Activity inconsistency can be treated by learning activity pacing and practicing strict self-care (ideally with the assistance of a therapist who specializes in treating chronic pain).Regardless of their pain level, activity pacing helps persons with chronic pain maintain some level of activity. Self-care, which includes rest, nutrition, and stress reduction, acts as a stopgap for flare-ups.

Speak with your doctor about sleep recommendations, or Google “sleep hygiene” for more information. The best person to address diet issues is a dietitian who can test for food sensitivities.

Inflammation is frequently linked to chronic pain, and it can be made worse by poor dietary decisions. The topic of stress management is too large to cover in full here, but individualized coping strategies can be established in therapy, which has been shown to lower pain levels and enhance quality of life in general.

Communicating effectively

Intentional, non-judgmental communication can help to overcome the relational effects of activity inconsistency.
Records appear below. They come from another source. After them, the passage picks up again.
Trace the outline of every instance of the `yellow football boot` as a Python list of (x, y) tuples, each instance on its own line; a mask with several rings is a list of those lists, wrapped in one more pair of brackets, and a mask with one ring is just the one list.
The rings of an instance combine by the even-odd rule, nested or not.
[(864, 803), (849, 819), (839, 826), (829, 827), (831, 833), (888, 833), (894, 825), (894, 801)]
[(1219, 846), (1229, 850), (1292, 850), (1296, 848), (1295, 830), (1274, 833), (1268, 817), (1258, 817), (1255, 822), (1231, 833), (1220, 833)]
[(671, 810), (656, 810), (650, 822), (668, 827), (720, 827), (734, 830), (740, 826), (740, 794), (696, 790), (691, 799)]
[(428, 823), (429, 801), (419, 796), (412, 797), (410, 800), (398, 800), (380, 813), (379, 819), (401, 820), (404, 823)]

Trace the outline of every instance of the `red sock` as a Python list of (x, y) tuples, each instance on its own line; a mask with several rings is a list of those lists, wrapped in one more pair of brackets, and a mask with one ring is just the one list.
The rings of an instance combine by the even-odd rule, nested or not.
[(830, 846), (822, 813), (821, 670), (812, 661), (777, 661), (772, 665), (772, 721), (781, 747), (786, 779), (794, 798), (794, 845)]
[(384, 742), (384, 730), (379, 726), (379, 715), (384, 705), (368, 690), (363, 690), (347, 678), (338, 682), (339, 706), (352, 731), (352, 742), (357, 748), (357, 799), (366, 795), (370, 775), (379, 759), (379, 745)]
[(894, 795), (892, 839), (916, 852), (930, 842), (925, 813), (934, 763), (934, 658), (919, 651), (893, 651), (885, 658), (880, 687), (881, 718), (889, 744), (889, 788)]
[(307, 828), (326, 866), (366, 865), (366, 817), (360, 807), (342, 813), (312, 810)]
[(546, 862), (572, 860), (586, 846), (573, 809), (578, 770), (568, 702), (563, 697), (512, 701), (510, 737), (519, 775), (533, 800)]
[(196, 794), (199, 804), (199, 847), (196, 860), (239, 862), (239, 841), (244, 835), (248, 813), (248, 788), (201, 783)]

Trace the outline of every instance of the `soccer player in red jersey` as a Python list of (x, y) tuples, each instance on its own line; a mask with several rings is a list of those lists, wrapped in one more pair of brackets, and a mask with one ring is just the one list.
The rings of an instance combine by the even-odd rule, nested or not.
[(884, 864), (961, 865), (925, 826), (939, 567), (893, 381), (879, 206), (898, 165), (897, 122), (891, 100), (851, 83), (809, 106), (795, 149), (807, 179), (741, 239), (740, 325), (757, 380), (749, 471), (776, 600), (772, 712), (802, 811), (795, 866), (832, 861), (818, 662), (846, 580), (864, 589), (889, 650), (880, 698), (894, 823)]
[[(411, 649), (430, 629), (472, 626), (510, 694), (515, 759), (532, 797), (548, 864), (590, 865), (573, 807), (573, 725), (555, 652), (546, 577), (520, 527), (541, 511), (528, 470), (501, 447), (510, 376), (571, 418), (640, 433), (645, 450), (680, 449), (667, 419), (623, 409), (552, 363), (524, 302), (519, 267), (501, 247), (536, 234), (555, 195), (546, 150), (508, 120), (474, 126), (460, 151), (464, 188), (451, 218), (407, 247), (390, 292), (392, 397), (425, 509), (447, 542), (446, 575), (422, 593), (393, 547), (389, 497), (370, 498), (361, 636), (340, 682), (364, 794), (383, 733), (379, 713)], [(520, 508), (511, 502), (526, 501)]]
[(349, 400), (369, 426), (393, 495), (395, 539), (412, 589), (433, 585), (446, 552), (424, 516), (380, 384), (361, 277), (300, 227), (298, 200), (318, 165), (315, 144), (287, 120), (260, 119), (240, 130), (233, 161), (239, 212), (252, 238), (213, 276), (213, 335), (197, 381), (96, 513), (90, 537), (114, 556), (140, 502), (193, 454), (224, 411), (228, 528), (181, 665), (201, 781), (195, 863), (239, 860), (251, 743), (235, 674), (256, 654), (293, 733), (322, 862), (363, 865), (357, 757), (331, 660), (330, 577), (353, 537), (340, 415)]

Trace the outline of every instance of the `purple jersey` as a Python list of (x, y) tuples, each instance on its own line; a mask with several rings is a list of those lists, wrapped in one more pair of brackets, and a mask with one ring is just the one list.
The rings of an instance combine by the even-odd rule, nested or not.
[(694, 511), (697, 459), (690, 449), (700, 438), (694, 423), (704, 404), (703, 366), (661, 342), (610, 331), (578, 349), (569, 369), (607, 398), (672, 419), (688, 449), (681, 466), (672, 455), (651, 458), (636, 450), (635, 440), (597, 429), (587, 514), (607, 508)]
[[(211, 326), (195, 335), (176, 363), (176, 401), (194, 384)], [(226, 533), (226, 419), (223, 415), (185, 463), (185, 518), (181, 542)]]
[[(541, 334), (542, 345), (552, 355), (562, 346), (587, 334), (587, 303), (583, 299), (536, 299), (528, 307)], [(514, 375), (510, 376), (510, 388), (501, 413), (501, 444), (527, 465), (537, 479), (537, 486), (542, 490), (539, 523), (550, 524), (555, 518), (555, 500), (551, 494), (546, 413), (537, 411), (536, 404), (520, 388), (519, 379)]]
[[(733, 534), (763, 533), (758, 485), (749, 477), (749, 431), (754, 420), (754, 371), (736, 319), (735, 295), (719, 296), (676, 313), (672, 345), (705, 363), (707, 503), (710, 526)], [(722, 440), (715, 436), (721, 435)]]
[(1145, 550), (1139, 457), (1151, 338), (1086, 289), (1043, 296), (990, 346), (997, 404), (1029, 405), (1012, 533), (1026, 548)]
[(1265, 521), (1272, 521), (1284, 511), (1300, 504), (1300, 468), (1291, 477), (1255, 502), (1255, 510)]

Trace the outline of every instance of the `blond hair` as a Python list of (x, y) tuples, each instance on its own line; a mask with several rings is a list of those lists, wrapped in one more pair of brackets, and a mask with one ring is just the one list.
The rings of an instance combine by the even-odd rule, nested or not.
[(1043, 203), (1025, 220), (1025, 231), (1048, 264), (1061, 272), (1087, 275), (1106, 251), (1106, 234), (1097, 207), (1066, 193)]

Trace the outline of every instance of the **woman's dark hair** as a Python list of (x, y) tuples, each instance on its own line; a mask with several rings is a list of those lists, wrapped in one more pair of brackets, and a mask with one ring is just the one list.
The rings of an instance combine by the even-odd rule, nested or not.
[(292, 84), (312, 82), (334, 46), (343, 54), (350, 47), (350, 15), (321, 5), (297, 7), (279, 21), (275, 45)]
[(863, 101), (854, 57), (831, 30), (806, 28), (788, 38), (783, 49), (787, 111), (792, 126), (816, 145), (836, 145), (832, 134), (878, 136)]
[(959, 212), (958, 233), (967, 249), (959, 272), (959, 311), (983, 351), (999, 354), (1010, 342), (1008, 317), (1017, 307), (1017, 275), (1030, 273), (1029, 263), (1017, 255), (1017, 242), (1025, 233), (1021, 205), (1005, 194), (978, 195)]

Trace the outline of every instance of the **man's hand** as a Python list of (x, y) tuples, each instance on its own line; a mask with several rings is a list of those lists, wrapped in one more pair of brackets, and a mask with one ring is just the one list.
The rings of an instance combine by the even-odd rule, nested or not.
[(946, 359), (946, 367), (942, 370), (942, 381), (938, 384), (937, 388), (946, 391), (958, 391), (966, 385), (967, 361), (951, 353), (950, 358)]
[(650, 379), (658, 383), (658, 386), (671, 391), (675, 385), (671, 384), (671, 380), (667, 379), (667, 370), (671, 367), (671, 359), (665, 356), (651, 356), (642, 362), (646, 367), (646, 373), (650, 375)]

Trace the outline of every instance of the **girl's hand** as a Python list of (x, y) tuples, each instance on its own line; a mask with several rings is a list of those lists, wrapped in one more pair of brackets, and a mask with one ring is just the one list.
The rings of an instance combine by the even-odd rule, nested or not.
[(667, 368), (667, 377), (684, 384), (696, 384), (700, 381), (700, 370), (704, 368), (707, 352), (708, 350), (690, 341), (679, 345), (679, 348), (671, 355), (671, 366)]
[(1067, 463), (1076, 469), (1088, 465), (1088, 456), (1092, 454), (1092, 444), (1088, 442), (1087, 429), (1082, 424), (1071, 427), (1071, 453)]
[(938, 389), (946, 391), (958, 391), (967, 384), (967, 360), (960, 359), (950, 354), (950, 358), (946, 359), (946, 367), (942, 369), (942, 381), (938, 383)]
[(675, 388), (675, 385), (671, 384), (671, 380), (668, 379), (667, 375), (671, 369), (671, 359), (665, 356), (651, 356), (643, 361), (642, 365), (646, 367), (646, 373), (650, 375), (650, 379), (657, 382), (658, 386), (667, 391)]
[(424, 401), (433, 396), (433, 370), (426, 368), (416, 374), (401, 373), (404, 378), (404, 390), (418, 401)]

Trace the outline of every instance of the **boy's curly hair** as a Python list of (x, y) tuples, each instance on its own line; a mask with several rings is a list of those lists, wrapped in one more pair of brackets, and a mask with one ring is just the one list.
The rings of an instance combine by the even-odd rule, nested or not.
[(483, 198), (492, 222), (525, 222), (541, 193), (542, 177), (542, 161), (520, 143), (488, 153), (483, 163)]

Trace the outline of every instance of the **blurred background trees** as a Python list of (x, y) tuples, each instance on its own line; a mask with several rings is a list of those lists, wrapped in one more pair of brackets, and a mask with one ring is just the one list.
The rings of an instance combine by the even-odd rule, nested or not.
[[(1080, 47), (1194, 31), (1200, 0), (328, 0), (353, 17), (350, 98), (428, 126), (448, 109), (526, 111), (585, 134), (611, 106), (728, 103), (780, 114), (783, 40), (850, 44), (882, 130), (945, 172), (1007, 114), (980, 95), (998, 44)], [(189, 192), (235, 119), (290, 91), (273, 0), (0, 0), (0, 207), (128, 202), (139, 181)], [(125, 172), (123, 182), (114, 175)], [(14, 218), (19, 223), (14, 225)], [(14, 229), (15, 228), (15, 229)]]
Many persons who have chronic pain tend to either exaggerate their pain in order to be taken seriously or to minimize their symptoms in order to avoid appearing burdensome.

Being precise and explicit is important in intentional communication. The values we give to experience through judgments enable us to express what we enjoy and don’t like. Although judgments can be helpful as quick cuts to prevent us from discussing everything in detail, they become problematic when utilized as the main form of expression.

A strong adjective vocabulary that can accurately and fully explain physical experiences and abilities is essential for non-judgmental communication about chronic pain. Instead of using the judgmental and ambiguous phrase “you feel terrible today,” consider breaking “terrible” down into its component parts, such as describing the burning in your legs or the numbness in your hands.

An individual pain scale

Together with your spouse, create a unique pain scale to put the ideas of purposeful and nonjudgmental communication into reality. The healthy partner can comprehend what different levels of pain signify in terms of severity and an impact on functioning by utilizing a tangible scale that was designed using exact terminology.

Determine your pain level on a scale of 0 to 10, then explain how it relates to your capacity to carry out specific duties and respond to demands from your spouse.

Saying, “I do,” is considerably more impactful.

I won’t be able to do the dishes today because I’m at a 5, but I can read the kids bedtime tales.

than it is to exaggerate or understate suffering.

A collaborative pain scale assists couples in navigating the unpredictability of chronic pain and makes sure that both partners are making important, controllable contributions to the marriage, thereby avoiding bitterness and estrangement.

Chronic pain is frequently linked to severe emotional anguish and an increase in relationship negativity, but the negative consequences can be lessened if both couples are prepared to take initiative. Spouses can work together to heal instead of fighting in solitude when the focus of interventions shifts from the individual experiencing the suffering to the pain and its effects.